Studie
Digitale Medienkompetenz in Lehrerausbildung weiterhin nur Randthema

Die Vermittlung digitaler Medienkompetenz spielt laut einer Studie im Lehramtsstudium nur eine untergeordnete Rolle. An gut einem Drittel der Hochschulen in Deutschland sei das Thema weiterhin nicht für angehende Lehrer verpflichtend verankert.

    Mehrere Schüler sitzen während des Unterrichts vor Tablet-Computern.
    Schüler sollen Medienkompetenz lernen - doch ihre Lehrkräfte hatten im Studium selbst oft wenig Berühung mit dem Thema (Symbolbild). (dpa / Hauke-Christian Dittrich)
    Sichtbar werde die Lücke am Beispiel des Lehramts für Gymnasien, heißt es im aktuellen "Monitor Lehrkräftebildung", einem Gemeinschaftsprojekt der Bertelsmann-Stiftung, des Centrums für Hochschulentwicklung (CHE), der Robert-Bosch-Stiftung und des Stifterverbands für die Deutsche Wissenschaft. Im Wintersemester 2024/25 habe der Anteil der Hochschulen ohne entsprechende Pflichtveranstaltung für Lehramtsstudierende dieses Zweiges bei 34 Prozent gelegen.
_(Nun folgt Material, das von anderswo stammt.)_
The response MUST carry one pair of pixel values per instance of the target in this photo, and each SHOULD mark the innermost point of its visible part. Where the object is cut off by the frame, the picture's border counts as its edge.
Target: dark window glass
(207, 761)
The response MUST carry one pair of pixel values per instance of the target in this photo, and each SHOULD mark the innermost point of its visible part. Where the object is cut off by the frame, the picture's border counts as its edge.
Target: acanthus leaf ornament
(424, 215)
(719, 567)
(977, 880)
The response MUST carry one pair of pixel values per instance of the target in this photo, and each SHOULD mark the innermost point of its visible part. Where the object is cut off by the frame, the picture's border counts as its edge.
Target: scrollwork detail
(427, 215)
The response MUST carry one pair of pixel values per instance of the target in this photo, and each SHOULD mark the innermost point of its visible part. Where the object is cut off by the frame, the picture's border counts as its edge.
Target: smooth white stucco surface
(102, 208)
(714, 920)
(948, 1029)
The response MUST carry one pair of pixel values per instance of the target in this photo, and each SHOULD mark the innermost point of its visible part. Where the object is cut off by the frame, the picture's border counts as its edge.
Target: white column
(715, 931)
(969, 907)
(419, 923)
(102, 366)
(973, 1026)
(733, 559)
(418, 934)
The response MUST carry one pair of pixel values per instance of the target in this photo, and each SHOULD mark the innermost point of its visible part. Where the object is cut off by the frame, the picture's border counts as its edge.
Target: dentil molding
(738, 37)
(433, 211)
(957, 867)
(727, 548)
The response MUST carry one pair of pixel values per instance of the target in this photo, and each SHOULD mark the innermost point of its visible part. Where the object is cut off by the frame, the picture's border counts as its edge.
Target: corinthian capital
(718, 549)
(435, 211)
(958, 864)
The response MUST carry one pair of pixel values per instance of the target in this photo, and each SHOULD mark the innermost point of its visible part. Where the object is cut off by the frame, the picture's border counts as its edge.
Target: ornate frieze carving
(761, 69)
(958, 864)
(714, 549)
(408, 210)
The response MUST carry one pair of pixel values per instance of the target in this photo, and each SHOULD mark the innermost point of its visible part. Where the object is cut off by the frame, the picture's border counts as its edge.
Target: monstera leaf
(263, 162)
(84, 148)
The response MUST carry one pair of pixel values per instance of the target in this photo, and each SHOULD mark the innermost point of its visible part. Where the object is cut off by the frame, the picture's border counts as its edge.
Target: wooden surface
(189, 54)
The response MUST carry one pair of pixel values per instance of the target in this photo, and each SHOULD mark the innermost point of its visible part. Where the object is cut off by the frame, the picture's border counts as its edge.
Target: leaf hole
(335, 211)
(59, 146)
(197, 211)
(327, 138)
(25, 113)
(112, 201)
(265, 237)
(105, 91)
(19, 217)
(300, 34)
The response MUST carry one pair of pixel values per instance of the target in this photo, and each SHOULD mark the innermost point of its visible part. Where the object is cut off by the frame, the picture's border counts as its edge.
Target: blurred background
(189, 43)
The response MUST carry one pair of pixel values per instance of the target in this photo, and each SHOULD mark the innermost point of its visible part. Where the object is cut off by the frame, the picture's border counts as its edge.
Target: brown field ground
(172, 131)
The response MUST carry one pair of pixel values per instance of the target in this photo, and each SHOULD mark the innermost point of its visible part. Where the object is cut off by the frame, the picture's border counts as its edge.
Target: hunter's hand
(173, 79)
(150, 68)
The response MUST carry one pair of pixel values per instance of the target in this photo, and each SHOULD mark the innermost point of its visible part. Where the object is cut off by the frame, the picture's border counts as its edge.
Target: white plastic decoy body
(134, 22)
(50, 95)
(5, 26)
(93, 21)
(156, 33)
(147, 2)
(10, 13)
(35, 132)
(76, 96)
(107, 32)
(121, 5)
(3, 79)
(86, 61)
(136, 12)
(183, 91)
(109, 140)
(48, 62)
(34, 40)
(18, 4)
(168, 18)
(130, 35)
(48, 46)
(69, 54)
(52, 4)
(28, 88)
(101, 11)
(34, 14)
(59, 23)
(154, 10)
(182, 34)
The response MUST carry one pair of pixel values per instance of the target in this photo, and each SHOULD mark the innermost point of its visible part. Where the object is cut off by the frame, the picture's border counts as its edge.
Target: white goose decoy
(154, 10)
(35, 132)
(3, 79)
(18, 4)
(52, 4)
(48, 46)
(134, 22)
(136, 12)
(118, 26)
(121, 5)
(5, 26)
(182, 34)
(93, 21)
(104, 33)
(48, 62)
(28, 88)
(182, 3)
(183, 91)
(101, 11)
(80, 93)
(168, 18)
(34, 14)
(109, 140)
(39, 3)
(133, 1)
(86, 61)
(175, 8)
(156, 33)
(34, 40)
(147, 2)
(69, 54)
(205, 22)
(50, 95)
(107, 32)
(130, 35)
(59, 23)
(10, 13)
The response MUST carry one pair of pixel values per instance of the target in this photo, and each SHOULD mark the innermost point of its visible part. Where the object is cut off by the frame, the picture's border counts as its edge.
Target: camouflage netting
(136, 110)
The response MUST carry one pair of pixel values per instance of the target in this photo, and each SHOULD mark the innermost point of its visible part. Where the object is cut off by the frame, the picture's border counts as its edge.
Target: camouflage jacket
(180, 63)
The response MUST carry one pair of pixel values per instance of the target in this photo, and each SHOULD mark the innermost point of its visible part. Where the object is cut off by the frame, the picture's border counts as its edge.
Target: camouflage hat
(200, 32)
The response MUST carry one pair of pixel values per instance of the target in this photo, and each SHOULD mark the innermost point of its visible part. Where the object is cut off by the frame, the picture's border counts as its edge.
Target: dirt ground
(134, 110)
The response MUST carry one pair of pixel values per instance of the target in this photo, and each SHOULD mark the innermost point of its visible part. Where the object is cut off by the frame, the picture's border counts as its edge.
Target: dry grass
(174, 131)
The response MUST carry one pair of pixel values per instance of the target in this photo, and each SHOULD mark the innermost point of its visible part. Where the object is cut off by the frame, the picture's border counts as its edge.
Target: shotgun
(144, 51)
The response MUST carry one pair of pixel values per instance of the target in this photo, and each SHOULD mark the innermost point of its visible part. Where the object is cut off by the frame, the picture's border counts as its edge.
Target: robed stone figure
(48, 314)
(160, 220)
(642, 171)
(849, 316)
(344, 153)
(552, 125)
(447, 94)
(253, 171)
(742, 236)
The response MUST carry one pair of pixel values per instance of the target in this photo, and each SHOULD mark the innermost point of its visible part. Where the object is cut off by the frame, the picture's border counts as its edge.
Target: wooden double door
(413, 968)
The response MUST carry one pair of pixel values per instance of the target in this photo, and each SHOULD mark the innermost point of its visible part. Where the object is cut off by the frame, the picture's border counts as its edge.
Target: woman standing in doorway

    KI-Kompetenzen im Lehramtsstudium nur in Rheinland-Pfalz verbindlich

    Auch die Rahmenbedingungen für den Erwerb von KI-Kompetenzen im Lehramtsstudium sind demnach mangelhaft. Ländervorgaben, die Künstliche Intelligenz als Querschnittsthema im Curriculum festschreiben, gebe es erst in einem Bundesland, nämlich in Rheinland-Pfalz, hieß es.
    Die stellvertretende Generalsekretärin des Stifterverbandes, Andrea Frank, betonte, damit Schüler die Chance hätten, Medienkompetenz systematisch zu entwickeln, müssten die Lehrkräfte von heute und morgen diese Kompetenzen selbst verbindlich erwerben. Entscheidend sei hier die Verankerung des Themas in den Bildungswissenschaften und in den jeweiligen Fachdidaktiken. Im Wintersemester 2024/25 sei dies laut Studie aber nur an 43 Prozent der Hochschulen gegeben gewesen.
    Diese Nachricht wurde am 13.02.2026 im Programm Deutschlandfunk gesendet.